Nevadans just chose the most extreme candidate on the GOP ballot to run against Reid, the Democratic leader in the U.S. Senate. And no, it’s not the chicken-barter lady, Sue Lowden.
Lowden in fact was Reid’s nightmare, the Republican with the best chance of defeating him, at least until her tirade against Obamacare. She tried to argue that mandatory, universal health insurance was unnecessary because anyone in need of a flu shot or prostate test could, as in the old days, offer the doctor a piece of fowl -- she didn’t specify broiled, roasted or fried -- instead of an insurance card. As if Nevadans kept henhouses in their backyards.
Lowden’s goose was cooked.
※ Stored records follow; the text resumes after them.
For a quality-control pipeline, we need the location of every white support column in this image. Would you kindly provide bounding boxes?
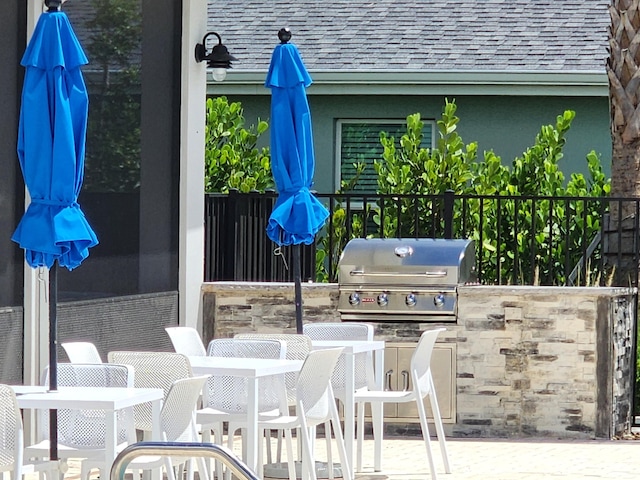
[179,0,207,329]
[22,0,47,445]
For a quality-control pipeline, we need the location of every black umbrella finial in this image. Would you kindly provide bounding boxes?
[278,28,292,44]
[45,0,62,11]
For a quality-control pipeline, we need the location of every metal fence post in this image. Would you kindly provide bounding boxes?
[444,189,454,239]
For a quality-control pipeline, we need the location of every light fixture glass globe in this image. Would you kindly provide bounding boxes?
[211,68,227,82]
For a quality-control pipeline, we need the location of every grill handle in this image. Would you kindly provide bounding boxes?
[401,370,410,391]
[349,270,448,278]
[385,369,394,391]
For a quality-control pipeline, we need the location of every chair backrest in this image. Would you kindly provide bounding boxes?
[107,351,192,432]
[204,338,287,414]
[233,333,311,405]
[295,348,343,426]
[302,322,375,396]
[165,327,207,357]
[41,363,134,448]
[0,384,22,473]
[160,376,209,442]
[61,341,103,363]
[411,328,446,397]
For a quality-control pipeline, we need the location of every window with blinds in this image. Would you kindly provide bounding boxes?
[337,119,434,193]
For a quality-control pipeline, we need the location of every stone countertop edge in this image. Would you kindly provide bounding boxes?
[202,281,339,292]
[202,282,634,295]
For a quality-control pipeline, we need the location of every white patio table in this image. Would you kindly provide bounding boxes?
[188,355,303,474]
[311,339,385,473]
[11,385,163,474]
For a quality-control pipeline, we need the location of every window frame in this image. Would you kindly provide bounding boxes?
[335,118,436,193]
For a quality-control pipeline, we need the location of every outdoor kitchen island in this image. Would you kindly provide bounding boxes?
[201,281,635,439]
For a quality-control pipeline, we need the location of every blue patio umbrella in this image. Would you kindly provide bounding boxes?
[265,29,328,333]
[11,2,98,459]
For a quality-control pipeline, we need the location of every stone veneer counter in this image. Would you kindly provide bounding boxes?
[202,282,635,438]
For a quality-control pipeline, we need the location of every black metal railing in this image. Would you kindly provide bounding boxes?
[205,190,640,288]
[205,190,315,283]
[204,189,640,423]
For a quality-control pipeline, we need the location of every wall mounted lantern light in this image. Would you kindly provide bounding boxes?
[194,32,237,81]
[45,0,63,11]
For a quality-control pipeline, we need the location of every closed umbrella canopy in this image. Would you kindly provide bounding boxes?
[12,9,98,270]
[265,31,329,333]
[265,34,328,247]
[11,6,98,461]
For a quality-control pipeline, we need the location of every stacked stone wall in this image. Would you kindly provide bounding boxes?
[202,282,635,438]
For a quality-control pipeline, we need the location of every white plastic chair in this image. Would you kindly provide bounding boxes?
[126,376,210,480]
[353,328,450,479]
[25,363,136,480]
[61,341,102,363]
[107,351,193,435]
[233,333,312,408]
[256,348,352,480]
[165,327,208,357]
[0,384,61,480]
[234,333,312,462]
[197,338,287,479]
[302,322,376,400]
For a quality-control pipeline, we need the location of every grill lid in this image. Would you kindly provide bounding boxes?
[338,238,476,287]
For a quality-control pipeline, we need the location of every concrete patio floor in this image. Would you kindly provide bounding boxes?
[56,434,639,480]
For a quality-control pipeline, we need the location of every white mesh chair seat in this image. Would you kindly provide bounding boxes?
[25,363,135,480]
[234,333,312,464]
[107,351,193,433]
[126,376,210,480]
[302,322,376,400]
[197,338,287,479]
[353,328,450,479]
[255,348,352,480]
[0,384,61,480]
[234,333,312,405]
[202,338,287,416]
[61,342,102,363]
[165,326,208,357]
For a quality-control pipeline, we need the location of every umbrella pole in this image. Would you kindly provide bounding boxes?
[293,244,303,333]
[48,261,59,460]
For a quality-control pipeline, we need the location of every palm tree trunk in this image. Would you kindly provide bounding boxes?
[607,0,640,285]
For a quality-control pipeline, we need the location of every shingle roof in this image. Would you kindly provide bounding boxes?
[208,0,609,73]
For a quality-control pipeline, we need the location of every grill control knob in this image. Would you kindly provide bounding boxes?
[348,292,360,306]
[377,293,389,307]
[406,293,417,307]
[434,293,446,308]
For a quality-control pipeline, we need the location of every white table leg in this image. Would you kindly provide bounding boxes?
[373,349,384,471]
[150,398,163,480]
[344,352,355,474]
[245,377,259,473]
[106,410,116,477]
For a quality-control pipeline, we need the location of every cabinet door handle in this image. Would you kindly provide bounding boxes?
[401,370,410,391]
[385,369,394,391]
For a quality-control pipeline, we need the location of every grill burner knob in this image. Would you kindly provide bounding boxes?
[348,292,360,306]
[434,293,446,308]
[406,293,417,307]
[377,293,389,306]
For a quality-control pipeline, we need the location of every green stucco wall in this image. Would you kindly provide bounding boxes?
[220,93,611,194]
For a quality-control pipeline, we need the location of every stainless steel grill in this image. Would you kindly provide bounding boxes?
[337,238,476,322]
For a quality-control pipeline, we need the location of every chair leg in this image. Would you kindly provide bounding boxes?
[284,428,296,480]
[415,395,438,480]
[356,401,364,472]
[328,400,352,480]
[198,456,211,480]
[324,421,333,480]
[299,427,317,480]
[428,375,451,473]
[265,429,273,464]
[371,400,383,472]
[276,428,284,463]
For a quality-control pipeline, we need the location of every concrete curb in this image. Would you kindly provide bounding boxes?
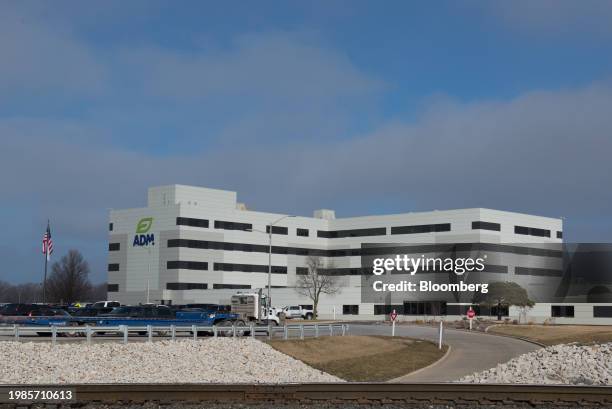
[409,322,547,348]
[388,344,452,383]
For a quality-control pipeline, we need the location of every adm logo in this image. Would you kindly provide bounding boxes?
[133,217,155,247]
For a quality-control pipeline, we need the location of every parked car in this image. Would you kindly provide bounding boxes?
[100,305,173,318]
[0,303,44,317]
[92,301,121,309]
[280,305,314,320]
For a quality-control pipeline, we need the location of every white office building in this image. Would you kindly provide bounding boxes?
[107,185,612,324]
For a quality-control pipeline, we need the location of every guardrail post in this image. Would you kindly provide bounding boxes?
[171,325,176,341]
[192,325,197,341]
[121,325,128,344]
[314,324,319,338]
[86,326,92,344]
[51,325,57,346]
[268,323,272,340]
[329,324,333,336]
[283,325,288,340]
[300,325,304,340]
[342,324,347,336]
[213,325,217,338]
[438,321,443,350]
[14,325,19,341]
[147,325,153,342]
[232,324,236,338]
[250,324,254,338]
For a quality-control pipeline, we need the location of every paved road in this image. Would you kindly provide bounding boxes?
[349,323,541,382]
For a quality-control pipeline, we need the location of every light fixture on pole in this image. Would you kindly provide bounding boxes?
[247,215,295,313]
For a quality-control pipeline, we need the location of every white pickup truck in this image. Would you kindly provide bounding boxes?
[280,305,314,320]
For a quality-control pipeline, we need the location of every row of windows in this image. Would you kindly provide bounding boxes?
[109,243,120,251]
[165,282,252,290]
[515,225,551,238]
[391,223,451,235]
[266,225,288,235]
[372,303,509,316]
[167,238,564,259]
[472,221,501,231]
[177,217,209,228]
[108,263,120,272]
[551,305,612,318]
[296,267,371,276]
[214,220,252,231]
[317,227,387,238]
[108,284,119,292]
[166,282,208,290]
[167,261,209,270]
[515,266,563,277]
[214,262,287,274]
[110,217,561,240]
Sharron Angle, a former state legislator and favorite of the Tea Party movement, surged at her expense and now is the Republican nominee for Senate.
She will be an easier candidate for Reid to beat, a far more troublesome candidate for Republicans to drag across the finish line. Her views on downsizing government, including calls to “transition out” Social Security and abolish the U.S. Education Department, make a chicken-based economy look reasonable by comparison.
Angle’s victory exposed the fault line among Republicans as they try to make big gains in the midterm elections. Yes, the Tea Party provides energy and focus for the disaffected who are determined to throw secular, “socialist” Democratic incumbents out of office. But if Tea Party candidates have their way in the primaries against more mainstream Republicans, as Rand Paul did in Kentucky before Angle’s victory in Nevada, they’re going to have a tough go of it in November.
As with Paul, most voters didn’t know about Angle’s marginal views before electing her.
It’s unlikely Paul would have pulled off his upset victory over Kentucky Secretary of State Trey Grayson had he emphasized his support for re-segregating lunch counters or defended BP Plc on the grounds that “accidents happen.” Similarly, Angle would have had a much harder time had voters focused on her desire to downsize government in ways even the angriest Nevadan might question.
For instance, no matter how sick and tired they might be of Reid, Nevadans might pause before abolishing the Environmental Protection Agency and the Department of Energy, especially in the midst of the catastrophic oil spill in the Gulf of Mexico. And the current economy is a hard one in which to push phasing out Social Security. Even in a state where the casino is king, people worried about their shrinking 401(k)s may not be anxious, with the market taking a dramatic drop this month, to gamble away Social Security’s sure thing.
Room for Massage
Angle’s advocacy of barebones government programs comes with at least one curious exception.
After touring a prison in Mexico that provides massages for prisoners as part of a detox program seemingly modeled on one created by the Church of Scientology, Angle tried to organize a second trip of legislators. When that became public, she quickly scrubbed the trip, as well as references on her website to Scientologists -- so it was bye-bye to actresses Kelly Preston (John Travolta’s wife) and Jenna Elfman.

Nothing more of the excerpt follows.